En 1969, votre mère s’est endettée pour que vous puissiez faire vos études à Cambridge.
Je voulais absolument y aller. Tout le monde disait: c’est absurde, vous n’avez pas d’argent, tu ne parles pas l’anglais. Mais ma mère disait: comment allons-nous faire pour que tu puisses y aller? Elle trouvait toujours un moyen de se procurer de l’argent. Plus tard, j’ai eu une bourse pour Cambridge. Sans quoi, j’en parlerais sans doute différemment aujourd’hui.

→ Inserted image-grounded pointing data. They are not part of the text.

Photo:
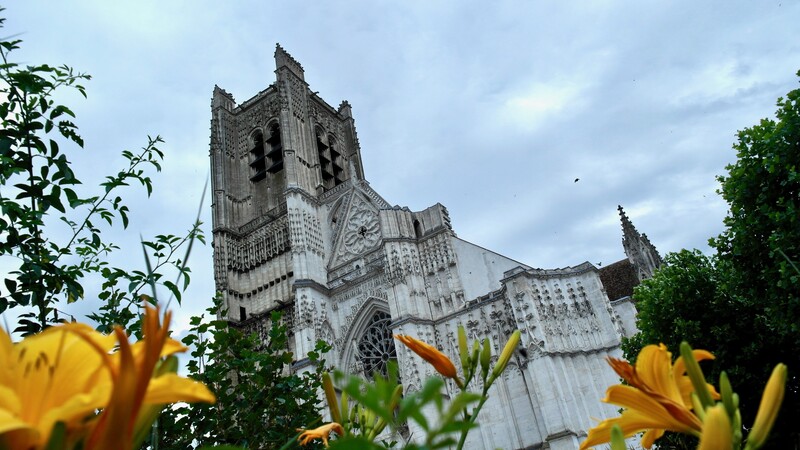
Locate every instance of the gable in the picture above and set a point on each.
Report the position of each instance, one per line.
(358, 229)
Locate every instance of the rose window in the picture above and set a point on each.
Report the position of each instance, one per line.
(376, 348)
(362, 232)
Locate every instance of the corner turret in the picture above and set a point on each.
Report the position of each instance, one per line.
(640, 252)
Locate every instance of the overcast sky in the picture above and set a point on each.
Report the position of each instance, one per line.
(493, 109)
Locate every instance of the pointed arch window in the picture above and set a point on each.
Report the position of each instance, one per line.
(274, 149)
(331, 161)
(258, 164)
(376, 347)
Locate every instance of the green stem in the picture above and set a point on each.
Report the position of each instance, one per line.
(473, 417)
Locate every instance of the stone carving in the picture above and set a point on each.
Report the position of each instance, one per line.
(355, 285)
(376, 345)
(361, 232)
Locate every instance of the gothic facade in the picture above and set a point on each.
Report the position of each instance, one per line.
(297, 228)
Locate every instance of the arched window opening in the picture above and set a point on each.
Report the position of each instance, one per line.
(274, 149)
(258, 163)
(331, 162)
(376, 347)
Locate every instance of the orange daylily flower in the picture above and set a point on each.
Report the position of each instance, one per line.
(68, 372)
(320, 433)
(437, 359)
(656, 399)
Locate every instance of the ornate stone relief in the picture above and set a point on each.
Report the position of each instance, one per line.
(436, 253)
(359, 231)
(376, 345)
(255, 116)
(306, 232)
(259, 246)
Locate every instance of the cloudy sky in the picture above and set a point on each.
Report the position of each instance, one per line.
(493, 109)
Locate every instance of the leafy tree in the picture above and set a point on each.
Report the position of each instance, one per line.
(759, 248)
(743, 303)
(39, 191)
(260, 403)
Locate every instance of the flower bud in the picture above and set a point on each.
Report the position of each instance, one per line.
(505, 356)
(463, 349)
(486, 357)
(768, 409)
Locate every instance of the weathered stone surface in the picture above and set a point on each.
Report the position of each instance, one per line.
(297, 228)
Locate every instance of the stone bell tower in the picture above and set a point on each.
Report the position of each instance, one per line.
(298, 229)
(272, 158)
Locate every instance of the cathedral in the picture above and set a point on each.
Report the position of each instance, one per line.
(297, 228)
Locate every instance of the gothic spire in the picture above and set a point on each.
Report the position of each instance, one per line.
(640, 252)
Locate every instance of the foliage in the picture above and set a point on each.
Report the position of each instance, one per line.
(366, 408)
(39, 190)
(259, 402)
(659, 395)
(744, 302)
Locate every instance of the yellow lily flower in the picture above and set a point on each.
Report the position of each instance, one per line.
(320, 433)
(657, 398)
(132, 371)
(437, 359)
(50, 377)
(67, 373)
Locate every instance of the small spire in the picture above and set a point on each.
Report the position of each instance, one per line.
(628, 230)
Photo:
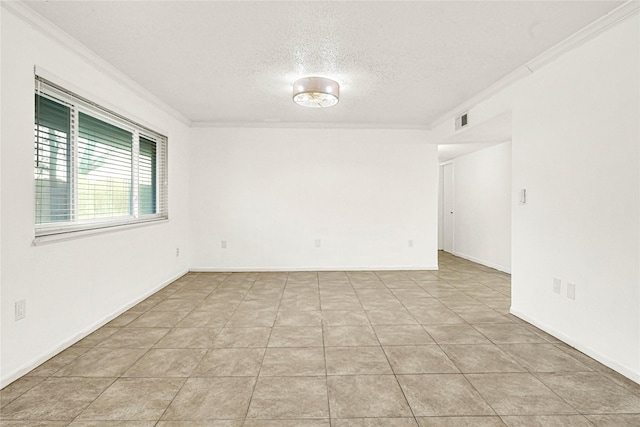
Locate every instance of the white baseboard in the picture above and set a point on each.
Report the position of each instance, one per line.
(483, 262)
(621, 369)
(311, 268)
(37, 361)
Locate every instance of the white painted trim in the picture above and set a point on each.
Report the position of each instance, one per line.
(34, 363)
(332, 268)
(567, 339)
(615, 17)
(483, 262)
(292, 125)
(55, 33)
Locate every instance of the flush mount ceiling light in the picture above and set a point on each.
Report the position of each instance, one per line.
(316, 92)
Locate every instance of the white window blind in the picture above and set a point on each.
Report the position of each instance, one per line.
(93, 168)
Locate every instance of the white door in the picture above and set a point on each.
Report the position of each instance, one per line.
(447, 207)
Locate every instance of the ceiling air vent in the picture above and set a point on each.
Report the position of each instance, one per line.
(462, 121)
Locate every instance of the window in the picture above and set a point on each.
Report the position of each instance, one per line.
(93, 168)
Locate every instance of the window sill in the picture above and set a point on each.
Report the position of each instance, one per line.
(64, 236)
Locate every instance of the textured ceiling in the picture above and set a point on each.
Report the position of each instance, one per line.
(399, 64)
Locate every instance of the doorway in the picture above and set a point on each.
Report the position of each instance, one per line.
(447, 208)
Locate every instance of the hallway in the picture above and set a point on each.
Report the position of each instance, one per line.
(385, 348)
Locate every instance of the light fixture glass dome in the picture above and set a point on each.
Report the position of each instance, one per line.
(317, 92)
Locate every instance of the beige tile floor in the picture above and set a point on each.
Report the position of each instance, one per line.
(391, 348)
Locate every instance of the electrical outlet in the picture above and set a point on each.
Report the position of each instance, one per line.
(21, 309)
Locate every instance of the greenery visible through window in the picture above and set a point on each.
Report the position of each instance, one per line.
(93, 168)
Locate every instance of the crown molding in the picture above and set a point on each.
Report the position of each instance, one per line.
(611, 19)
(55, 33)
(307, 125)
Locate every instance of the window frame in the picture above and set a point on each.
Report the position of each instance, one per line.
(75, 227)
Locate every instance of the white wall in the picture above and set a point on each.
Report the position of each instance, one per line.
(576, 141)
(270, 193)
(73, 287)
(482, 212)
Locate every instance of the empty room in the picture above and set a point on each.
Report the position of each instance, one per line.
(319, 213)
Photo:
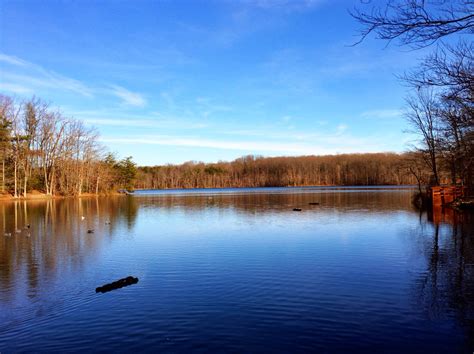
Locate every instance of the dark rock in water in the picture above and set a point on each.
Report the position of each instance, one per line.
(463, 203)
(117, 284)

Nous voudrions parler argent. Mais Arianna Huffington est réticente. Elle a bien gagné sa vie, une première fois, dès ses 23 ans avec son livre The Female Woman, un ouvrage critique du féminisme devenu best-seller. Après son mariage, l’argent n’était plus un sujet. Selon les magazines américains, elle habite une villa de 7 millions de dollars, non loin de Los Angeles; un de ses voisins est Arnold Schwarzenegger, ex-gouverneur de Californie, contre lequel elle s’était présentée en 2003.

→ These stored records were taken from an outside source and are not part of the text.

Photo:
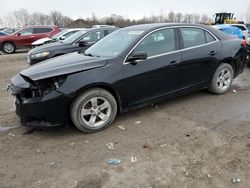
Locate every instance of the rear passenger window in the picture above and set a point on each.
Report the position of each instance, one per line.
(42, 30)
(157, 43)
(193, 37)
(209, 37)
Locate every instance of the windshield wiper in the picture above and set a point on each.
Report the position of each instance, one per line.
(90, 55)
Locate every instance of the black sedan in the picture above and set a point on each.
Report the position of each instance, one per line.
(130, 68)
(76, 42)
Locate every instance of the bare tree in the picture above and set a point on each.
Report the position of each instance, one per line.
(248, 15)
(178, 17)
(196, 18)
(204, 19)
(171, 16)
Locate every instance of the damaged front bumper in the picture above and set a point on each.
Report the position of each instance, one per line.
(47, 110)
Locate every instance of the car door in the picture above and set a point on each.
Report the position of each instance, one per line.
(159, 74)
(88, 40)
(25, 37)
(200, 55)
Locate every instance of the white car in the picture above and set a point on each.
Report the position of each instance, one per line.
(243, 28)
(60, 36)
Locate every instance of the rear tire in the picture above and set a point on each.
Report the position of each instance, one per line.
(8, 47)
(222, 79)
(93, 110)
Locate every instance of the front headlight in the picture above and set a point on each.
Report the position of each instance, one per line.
(42, 54)
(42, 88)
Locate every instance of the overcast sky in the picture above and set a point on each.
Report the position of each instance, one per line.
(128, 8)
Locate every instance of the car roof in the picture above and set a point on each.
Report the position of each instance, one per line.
(153, 26)
(39, 26)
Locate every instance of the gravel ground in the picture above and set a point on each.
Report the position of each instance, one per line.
(198, 140)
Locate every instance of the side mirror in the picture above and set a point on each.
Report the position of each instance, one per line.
(62, 38)
(137, 56)
(82, 43)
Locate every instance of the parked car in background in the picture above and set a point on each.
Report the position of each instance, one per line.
(235, 31)
(2, 33)
(99, 26)
(80, 40)
(25, 37)
(130, 68)
(243, 28)
(11, 30)
(248, 27)
(58, 37)
(230, 30)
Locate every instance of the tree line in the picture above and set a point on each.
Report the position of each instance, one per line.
(22, 17)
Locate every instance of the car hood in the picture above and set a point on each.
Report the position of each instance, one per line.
(49, 47)
(41, 41)
(62, 65)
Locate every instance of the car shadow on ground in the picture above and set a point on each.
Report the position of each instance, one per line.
(121, 119)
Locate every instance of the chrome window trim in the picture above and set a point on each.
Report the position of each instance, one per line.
(175, 51)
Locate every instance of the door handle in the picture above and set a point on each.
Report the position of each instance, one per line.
(174, 63)
(212, 53)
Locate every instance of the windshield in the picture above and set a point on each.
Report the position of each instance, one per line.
(114, 44)
(74, 37)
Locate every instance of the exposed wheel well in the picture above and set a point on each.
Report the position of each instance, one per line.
(107, 88)
(230, 62)
(9, 42)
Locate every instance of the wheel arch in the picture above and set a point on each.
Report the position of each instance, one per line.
(104, 86)
(231, 62)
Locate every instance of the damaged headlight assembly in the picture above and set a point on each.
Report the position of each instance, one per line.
(42, 54)
(43, 87)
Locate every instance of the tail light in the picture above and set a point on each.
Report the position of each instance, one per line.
(244, 43)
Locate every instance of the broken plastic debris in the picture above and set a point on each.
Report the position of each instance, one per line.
(236, 180)
(163, 145)
(209, 176)
(121, 127)
(52, 164)
(110, 146)
(10, 134)
(133, 159)
(114, 161)
(147, 146)
(137, 122)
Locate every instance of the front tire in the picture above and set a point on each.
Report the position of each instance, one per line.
(222, 79)
(93, 110)
(8, 47)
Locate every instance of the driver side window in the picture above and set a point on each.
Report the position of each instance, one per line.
(157, 43)
(27, 31)
(92, 37)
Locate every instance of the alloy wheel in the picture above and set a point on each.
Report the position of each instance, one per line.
(224, 79)
(96, 112)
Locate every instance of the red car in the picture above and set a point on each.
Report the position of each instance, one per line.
(25, 36)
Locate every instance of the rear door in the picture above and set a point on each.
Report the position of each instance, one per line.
(200, 53)
(159, 74)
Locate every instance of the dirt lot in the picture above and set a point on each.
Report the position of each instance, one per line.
(199, 140)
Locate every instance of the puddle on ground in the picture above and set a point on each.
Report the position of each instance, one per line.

Pour vous, l’argent et le bonheur ne sont pas liés?
Il y a eu un temps, bien sûr, où je me rendais compte que je manquais d’argent. Quand mon deuxième livre a été refusé par trente-six éditeurs, j’ai pris conscience que je n’en avais plus. Alors je suis allée à la banque et j’en ai emprunté. Je ne veux pas éluder: je sais bien la différence entre avoir de l’argent ou pas, mais cela n’a jamais eu d’influence sur mon bonheur.

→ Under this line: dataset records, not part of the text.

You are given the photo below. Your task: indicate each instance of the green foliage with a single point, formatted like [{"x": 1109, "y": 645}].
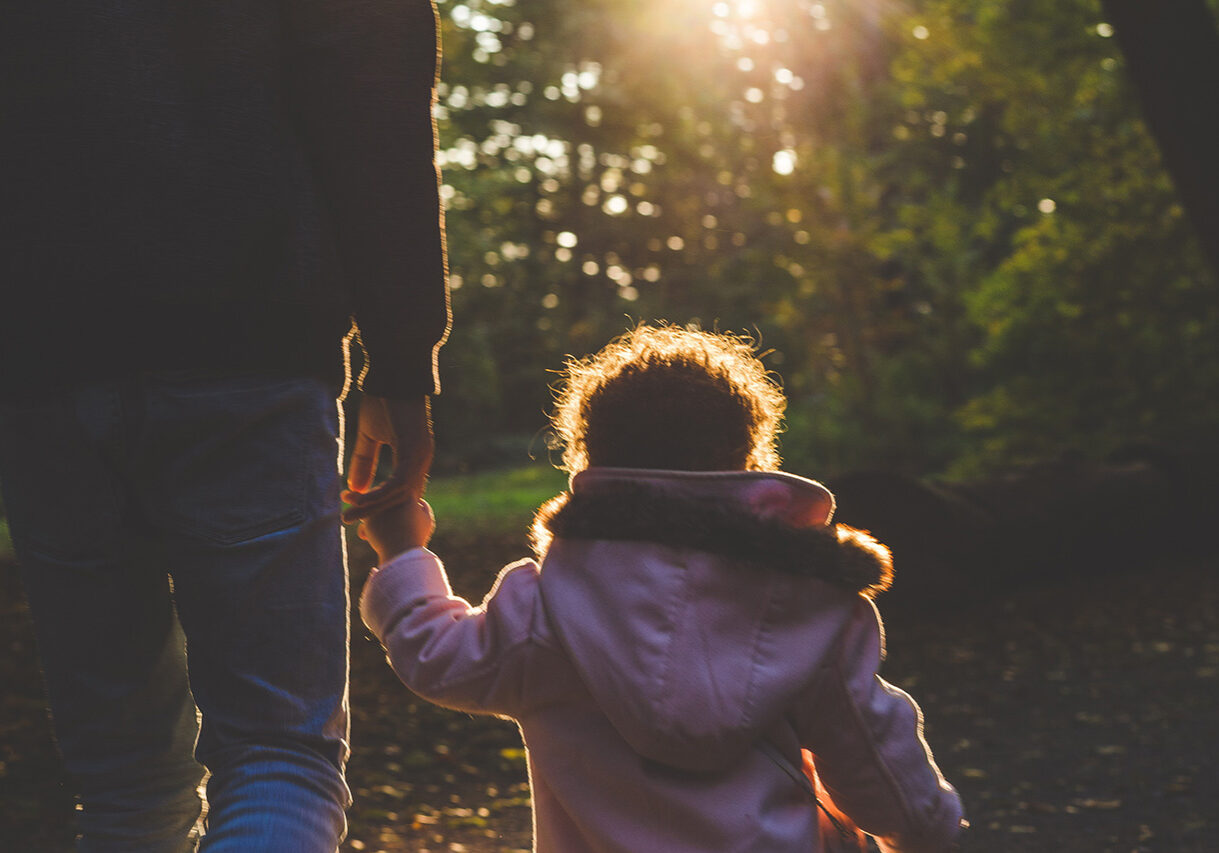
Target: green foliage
[
  {"x": 494, "y": 501},
  {"x": 945, "y": 219}
]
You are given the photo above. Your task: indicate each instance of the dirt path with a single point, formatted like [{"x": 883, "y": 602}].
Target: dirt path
[{"x": 1074, "y": 715}]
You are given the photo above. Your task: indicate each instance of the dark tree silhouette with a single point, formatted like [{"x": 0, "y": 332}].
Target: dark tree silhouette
[{"x": 1172, "y": 53}]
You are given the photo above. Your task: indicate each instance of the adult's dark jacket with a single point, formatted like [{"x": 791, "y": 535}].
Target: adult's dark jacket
[{"x": 215, "y": 185}]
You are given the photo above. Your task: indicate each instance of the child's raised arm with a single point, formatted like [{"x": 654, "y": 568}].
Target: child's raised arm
[{"x": 867, "y": 736}]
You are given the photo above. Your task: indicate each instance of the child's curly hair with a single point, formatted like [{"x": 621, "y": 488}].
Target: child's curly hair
[{"x": 672, "y": 399}]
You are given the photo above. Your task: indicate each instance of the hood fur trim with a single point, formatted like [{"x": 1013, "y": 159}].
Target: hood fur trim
[{"x": 835, "y": 553}]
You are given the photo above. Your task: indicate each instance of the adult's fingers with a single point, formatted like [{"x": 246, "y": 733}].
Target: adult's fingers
[
  {"x": 362, "y": 466},
  {"x": 361, "y": 505}
]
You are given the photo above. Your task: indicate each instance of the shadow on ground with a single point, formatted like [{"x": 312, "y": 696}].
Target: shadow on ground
[{"x": 1073, "y": 704}]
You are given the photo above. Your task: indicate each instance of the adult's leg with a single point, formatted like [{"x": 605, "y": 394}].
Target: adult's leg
[
  {"x": 107, "y": 636},
  {"x": 243, "y": 481}
]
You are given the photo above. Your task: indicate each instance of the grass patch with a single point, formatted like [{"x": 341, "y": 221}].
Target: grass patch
[{"x": 493, "y": 501}]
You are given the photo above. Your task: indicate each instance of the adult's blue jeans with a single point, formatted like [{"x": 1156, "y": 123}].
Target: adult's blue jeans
[{"x": 182, "y": 517}]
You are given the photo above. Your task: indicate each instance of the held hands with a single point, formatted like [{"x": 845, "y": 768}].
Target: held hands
[
  {"x": 405, "y": 427},
  {"x": 398, "y": 529}
]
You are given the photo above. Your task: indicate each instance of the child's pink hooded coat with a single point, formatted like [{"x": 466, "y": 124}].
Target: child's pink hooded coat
[{"x": 677, "y": 619}]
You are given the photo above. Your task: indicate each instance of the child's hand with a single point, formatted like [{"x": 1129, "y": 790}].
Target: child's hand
[{"x": 398, "y": 529}]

Vous êtes aussi entrée en politique, d’abord chez les républicains conservateurs, puis chez les démocrates plus libéraux. Pourquoi cette transition?
Au début, je n’étais conservatrice que pour ce qui touche au rôle du gouvernement, pas pour les thématiques sociales. J’ai toujours été en faveur de la liberté d’avorter, du mariage homosexuel, du contrôle des armes. Mais je pensais que le secteur privé pouvait s’occuper des problèmes sociaux. Désormais, je sais que c’est la tâche du gouvernement.
Bon nombre de républicains jugent le «Huffington Post» trop à gauche. Soutiendrez-vous la démocrate Hillary Clinton l’an prochain dans la course à la présidence?
Notre job n’est pas de jouer les faiseurs de présidents. La guerre d’Irak, pour laquelle elle avait voté, a été la plus grande faute de politique extérieure américaine des dernières décennies. Et, sous Obama, il y a plus de pauvreté que naguère. Pourquoi la gauche serait-elle seule à se préoccuper de la pauvreté? La droite le pourrait aussi. Parler de gauche et de droite est de la paresse journalistique.
© Die Zeit
Traduction et adaptation Gian Pozzy
Profil
Arianna Huffington
Née à Athènes en 1950, Arianna Huffington a fait des études d’économie à Cambridge, écrit une bonne douzaine d’ouvrages, réalisé et produit des films et des séries télévisées. Mariée à un magnat du pétrole (puis divorcée), elle est devenue une activiste antipétrole pour mettre fin à la dépendance américaine du pétrole du Moyen-Orient. Elle a fondé le Huffington Post et ses multiples éditions régionales en 2005. En 2012, elle a été classée 29e dans la liste Forbes des cent femmes les plus influentes du monde.